Постепенно он опять перешёл на любовную тематику. От гадостей переходит к любви – нет, он точно тронулся умом. Саша продолжал удерживать меня от очередного автобуса, и тогда я разозлилась:
–   Ну сколько можно?
–   В автобусе мы не поговорим, а сойдём и сразу твой дом.
–   Саша, нам не о чем больше разговаривать.
–   О! У меня масса всего. Не волнуйся, мы поедем на машине, я тебя отвезу… Итак, я не пойму, почему ты скрываешь день свадьбы, …я же всё равно узнаю, – добавил он и у меня сжалось сердце. – Я хочу сделать тебе подарок!

–  Как ты не поймёшь, что не надо мне от тебя никакого подарка. И твоё присутствие на свадьбе, мягко говоря, неуместно. Ты подумай, как я себя буду чувствовать при этом!
–   Ну почему, ведь я совершенно безразличный тебе человек. А? Значит, не безразличный всё-таки?..
Он наклонился и заглянул мне в глаза. Чего он добивается, каких признаний?
–   Я не совсем тебе безразличен, да? – настаивает он.
–   Вообще не понимаю, о чём ты сейчас говоришь.
–   Но тебе же стыдно, признайся! – прибегнул он к прямому обвинению.
–   За что мне должно быть стыдно?
–   За то, что ты так поступаешь. 
–   Как?

–   Уходишь от меня. Ты ведь чего-то стесняешься.
–   Ты запутал меня совсем. Я тебя не стесняюсь. Произошло то, что произошло, уже не вернёшь... Мне непонятна твоя настойчивость, в том числе и в отношении торжества. Считаю, что в данной ситуации нормальным будет твоё отсутствие на свадьбе, а не наоборот, – пояснила я.
–    Да не бойся, не подложу я бомбу и никого не перестреляю. Не застрелился же я до сих пор! Хотя возможности есть, когда я на службе.., – сердито проговорил он.
Опять говорит страшные вещи. Нет, он доконает меня сегодня.
–   …Кстати, у меня были такие мысли, но я подумал, что это глупо. Хотя, может, в этом и есть смысл.
–   Нельзя! Бог даёт жизнь и отнимает. Самоубийцы церковью не принимаются, – убеждённо возразила я.
–   Ты же знаешь, я не верю ни в Бога, ни в чёрта… Кира, ну всё-таки, когда свадьба?
Молчу.

–   Я же всё равно узнаю, я настырный. Скажу, что поссорился с сестрёнкой, а к свадьбе хочу сделать подарок. Выжму всё своё обаяние, но добьюсь, ты же меня знаешь… Проедусь по всем ЗАГСам и Дворцам Бракосочетаний. Тем более, если дело связано с заграницей, то не каждый ЗАГС возьмётся регистрировать такую пару… Так когда же свадьба? – раздражённо поинтересовался он.
Я хранила молчание, но сердце от страха опять сжалось в комочек. Следуя окольным путём, он действительно мог узнать дату регистрации. Мысли лихорадочно перескакивали с одного на другое: “…Дурак, каких свет не видывал! …Горе от ума”.

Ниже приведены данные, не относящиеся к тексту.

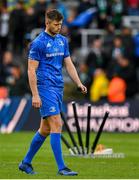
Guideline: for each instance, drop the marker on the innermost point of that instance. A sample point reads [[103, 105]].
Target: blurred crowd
[[110, 68]]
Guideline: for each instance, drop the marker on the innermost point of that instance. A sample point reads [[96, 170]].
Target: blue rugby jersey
[[50, 52]]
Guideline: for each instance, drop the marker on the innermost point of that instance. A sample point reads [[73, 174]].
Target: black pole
[[88, 128], [70, 133], [99, 132]]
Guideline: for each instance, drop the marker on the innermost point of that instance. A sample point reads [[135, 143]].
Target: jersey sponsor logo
[[55, 54], [61, 43], [48, 45], [31, 51], [52, 109]]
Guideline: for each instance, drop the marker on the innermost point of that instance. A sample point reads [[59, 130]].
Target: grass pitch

Вдруг он перешёл на миролюбивый тон:
–   Ну ладно, я тебе скажу. Я хотел сапоги женские купить, о которых ты мечтала, у нас в военторге стоят за 90 рублей. Я ещё у девчонок спросил, они говорят – да, самые модные…
Ах, паршивец, нашёл, чем можно разжалобить...
–   Саша, бесполезно, – буркнула я в ответ.
–   …Мне уже отложили. И о джинсах ты мечтала. Нам теперь дают чеки, мы можем их копить, а потом закупаться в “Берёзках”, – добавил он.
–   О! Поздравляю.
–   Воспользуйся, я всегда к твоим услугам.
–   Оденься лучше сам.
–   А у меня всё есть. 
–   Помоднее.
–   Да мне это ни к чему, я всё время в форме…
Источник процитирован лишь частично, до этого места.